In the post lesson feedback sessions, I knew that I didn’t want to just focus on the negative things. I wanted to highlight the positive things. I wanted to give a mix of positive as well as negative feedback. So, I made an effort to stay positive. There was a problem, though. My positive feedback was nearly devoid of specifics. Sentences like, “That was a nice lesson,” and “You did a good job” innocently sprung from my lips. Sadly, the feedback recipients likely had no idea what they had done well or no way of thinking about how to replicate this again. I think this is a good indication of a personal misfire.
I remember thinking that a feedback sandwich would be an effective way to deliver negative feedback. The idea is that by giving positive, then negative, and then positive feedback we can lower the risk of hurting the recipient’s feelings. I am not convinced that this worked, especially when the meat in the middle is all they really heard and the positives were sort of just thrown in there for balance and for the sake of sandwich making. Again, looking back, I think that the lack of specifics means that the “good” points I mentioned were pretty superficial which made the feedback much less helpful than it could be.
18 months previously, during the feedback session after my lesson the Director simply told me things and gave me commands or advice. I wanted to move away from this so I tried to ask a lot of questions. The trouble is that most of the questions I asked had a “right” answer. This answer invariably matched with my perceptions on teaching and what I had just seen. I also asked quite a few “Why” questions but these questions were focused on practices that I thought were problematic. I also asked “Why not?” as in “Why didn’t you do this thing that I think you are supposed to do?” Even though this has a question mark, I think it can still feel like an attack and still possibly put the teacher on their heels and ready to defend what they may have chosen not to do. Thinking about my questions, it seems I wasn’t there as a fellow explorer or even a guide but more as a nagger who was there to point out what I they did wrong or missed even though I used questions, smiles, and gentle words.

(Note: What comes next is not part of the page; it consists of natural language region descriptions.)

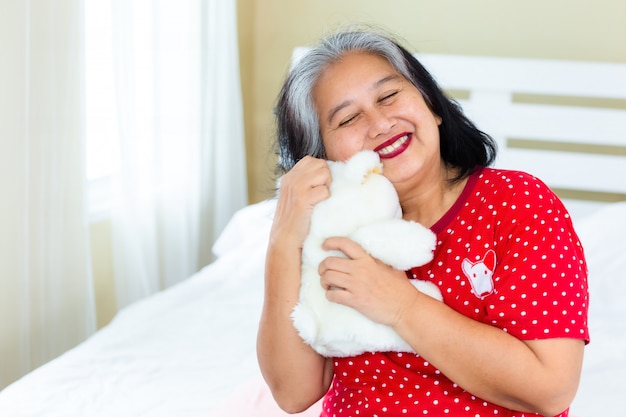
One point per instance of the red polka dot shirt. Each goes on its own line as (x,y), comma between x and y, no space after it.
(506,255)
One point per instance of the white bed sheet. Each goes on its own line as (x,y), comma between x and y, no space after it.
(182,352)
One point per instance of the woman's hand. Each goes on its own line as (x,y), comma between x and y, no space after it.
(305,185)
(297,375)
(360,281)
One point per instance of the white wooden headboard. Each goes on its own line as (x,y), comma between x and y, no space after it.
(562,121)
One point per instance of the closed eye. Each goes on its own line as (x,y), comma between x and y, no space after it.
(388,97)
(346,121)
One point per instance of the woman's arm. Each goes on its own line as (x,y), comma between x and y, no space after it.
(295,373)
(534,376)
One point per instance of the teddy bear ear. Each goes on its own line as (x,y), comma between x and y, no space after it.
(362,164)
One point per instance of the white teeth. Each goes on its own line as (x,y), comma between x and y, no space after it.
(388,149)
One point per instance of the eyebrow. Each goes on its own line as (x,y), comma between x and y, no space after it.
(332,112)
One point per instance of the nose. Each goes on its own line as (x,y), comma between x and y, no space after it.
(381,123)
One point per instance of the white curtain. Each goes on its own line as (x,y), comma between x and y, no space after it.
(46,295)
(181,141)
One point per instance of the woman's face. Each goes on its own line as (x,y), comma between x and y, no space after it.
(363,103)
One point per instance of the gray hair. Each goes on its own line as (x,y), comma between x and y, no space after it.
(298,121)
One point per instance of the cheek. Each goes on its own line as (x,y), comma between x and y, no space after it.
(340,147)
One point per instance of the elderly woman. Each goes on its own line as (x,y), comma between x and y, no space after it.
(508,339)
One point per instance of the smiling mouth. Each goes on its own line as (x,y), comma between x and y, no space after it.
(397,146)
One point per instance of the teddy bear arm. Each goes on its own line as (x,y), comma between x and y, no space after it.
(396,242)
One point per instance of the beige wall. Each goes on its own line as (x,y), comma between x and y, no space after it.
(270,29)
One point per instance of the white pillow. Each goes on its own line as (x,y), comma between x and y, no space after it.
(247,226)
(603,236)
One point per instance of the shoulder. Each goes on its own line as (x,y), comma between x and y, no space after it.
(516,185)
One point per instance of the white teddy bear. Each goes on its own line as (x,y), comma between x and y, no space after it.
(363,206)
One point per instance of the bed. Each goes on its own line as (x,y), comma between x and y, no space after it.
(190,350)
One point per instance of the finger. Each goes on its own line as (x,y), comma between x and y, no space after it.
(334,281)
(348,247)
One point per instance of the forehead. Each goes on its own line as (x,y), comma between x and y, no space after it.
(354,74)
(355,66)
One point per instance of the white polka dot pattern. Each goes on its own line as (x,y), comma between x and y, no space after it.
(534,288)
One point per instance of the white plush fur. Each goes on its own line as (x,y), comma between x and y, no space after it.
(364,207)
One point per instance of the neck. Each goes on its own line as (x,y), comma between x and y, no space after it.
(428,202)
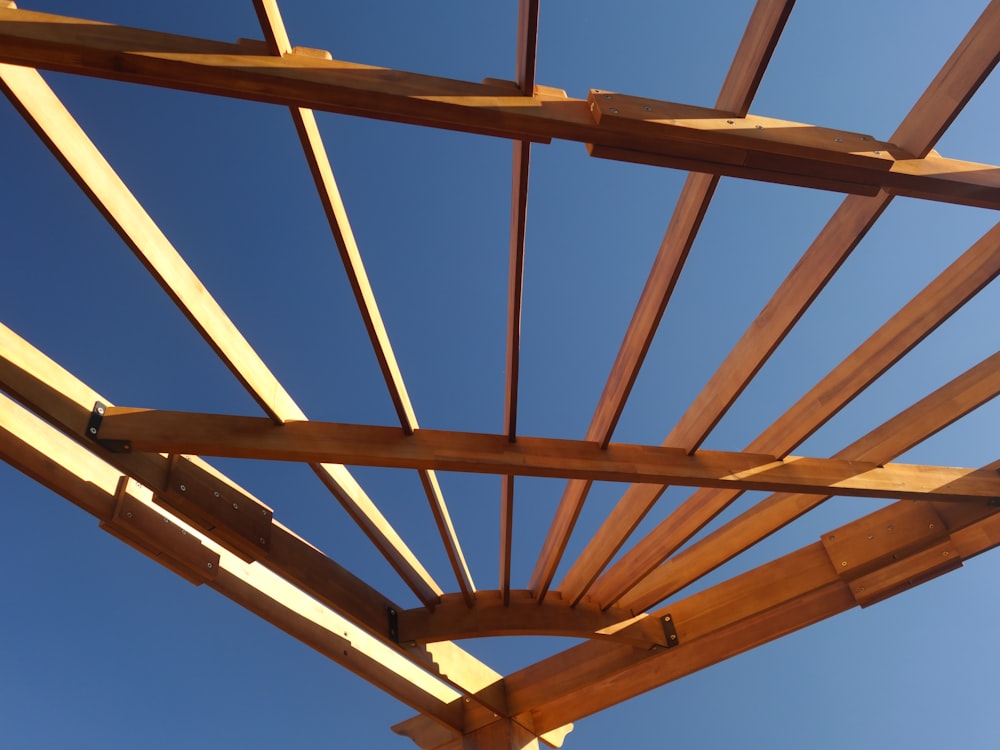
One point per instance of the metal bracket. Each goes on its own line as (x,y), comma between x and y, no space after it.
(669,631)
(393,624)
(94,430)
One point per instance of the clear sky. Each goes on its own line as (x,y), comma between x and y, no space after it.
(100,647)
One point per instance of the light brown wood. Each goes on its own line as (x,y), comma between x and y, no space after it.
(752,56)
(955,286)
(71,145)
(333,205)
(79,46)
(146,430)
(910,427)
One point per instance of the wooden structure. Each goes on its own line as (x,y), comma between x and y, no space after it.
(138,470)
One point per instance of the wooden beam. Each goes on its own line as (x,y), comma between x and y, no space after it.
(66,403)
(955,286)
(950,90)
(761,605)
(333,205)
(70,144)
(639,584)
(146,430)
(70,470)
(778,151)
(752,56)
(527,46)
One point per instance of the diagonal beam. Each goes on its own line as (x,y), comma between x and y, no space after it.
(145,431)
(752,56)
(931,414)
(333,205)
(759,606)
(68,469)
(931,307)
(944,98)
(527,48)
(70,144)
(679,136)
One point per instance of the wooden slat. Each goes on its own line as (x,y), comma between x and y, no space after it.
(950,90)
(74,149)
(70,470)
(933,305)
(333,205)
(146,430)
(751,609)
(752,56)
(527,46)
(66,403)
(913,425)
(708,143)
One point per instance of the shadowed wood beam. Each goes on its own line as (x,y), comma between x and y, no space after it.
(66,403)
(39,105)
(692,138)
(527,46)
(333,205)
(950,90)
(949,403)
(751,59)
(933,305)
(173,432)
(67,468)
(759,606)
(524,615)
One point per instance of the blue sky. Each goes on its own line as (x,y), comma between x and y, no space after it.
(102,648)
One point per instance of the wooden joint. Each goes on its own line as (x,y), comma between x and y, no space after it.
(906,573)
(882,538)
(160,538)
(238,522)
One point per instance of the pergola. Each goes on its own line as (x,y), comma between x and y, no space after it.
(138,469)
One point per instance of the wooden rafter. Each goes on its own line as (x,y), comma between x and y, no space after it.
(333,205)
(752,57)
(616,126)
(74,149)
(965,70)
(527,47)
(144,430)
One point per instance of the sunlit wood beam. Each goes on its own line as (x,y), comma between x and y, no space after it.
(751,59)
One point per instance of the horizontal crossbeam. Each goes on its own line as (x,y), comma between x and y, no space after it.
(614,126)
(145,430)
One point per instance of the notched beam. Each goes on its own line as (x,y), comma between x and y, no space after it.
(452,619)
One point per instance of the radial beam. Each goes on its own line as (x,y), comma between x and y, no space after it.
(333,205)
(920,421)
(916,320)
(145,430)
(691,138)
(752,56)
(944,98)
(39,105)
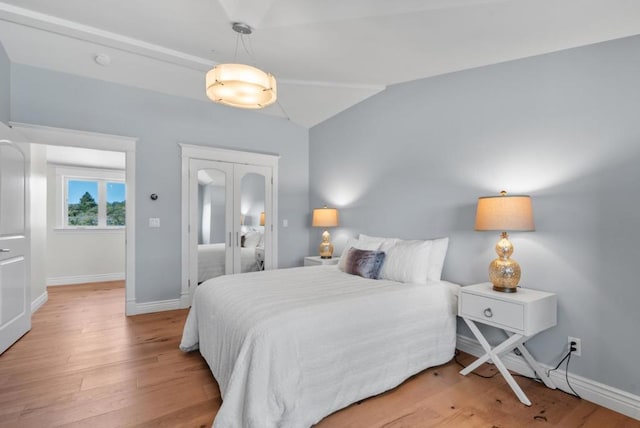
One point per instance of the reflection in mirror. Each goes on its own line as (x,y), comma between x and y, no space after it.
(252,206)
(212,244)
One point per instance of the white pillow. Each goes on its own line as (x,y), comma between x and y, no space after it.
(384,243)
(371,239)
(407,261)
(355,243)
(252,239)
(436,258)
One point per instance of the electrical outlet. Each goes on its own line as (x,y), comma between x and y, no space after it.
(578,345)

Another major potential problem with my feedback was that it was almost solely focused on the teacher and what the teacher did and said. I don’t remember saying anything about the students or student learning. I don’t remember saying or asking anything about what might have helped or hindered student learning. As my focus was almost entirely on the teacher I think I missed the chance to help the teachers see the lessons in terms of LEARNing.
I think that the biggest problem is that I completely stuck to my idea of what “good teaching” might look like. Did I mention that I had a CELTA? I mentioned that I had high student evaluations, right? When watching the lessons of the newer teacher my vision was blocked by the thoughts of what I would do in that situation. The teachers and lessons I was observing were unfairly compared to some idealized version of myself and my lessons. Somehow I didn’t make the connection that I was not them nor they me. These days if someone asks me for advice about observing and giving feedback the first thing I say is “Forget about your lessons” and I think this is generally good advice. What other advice would you give to new observers?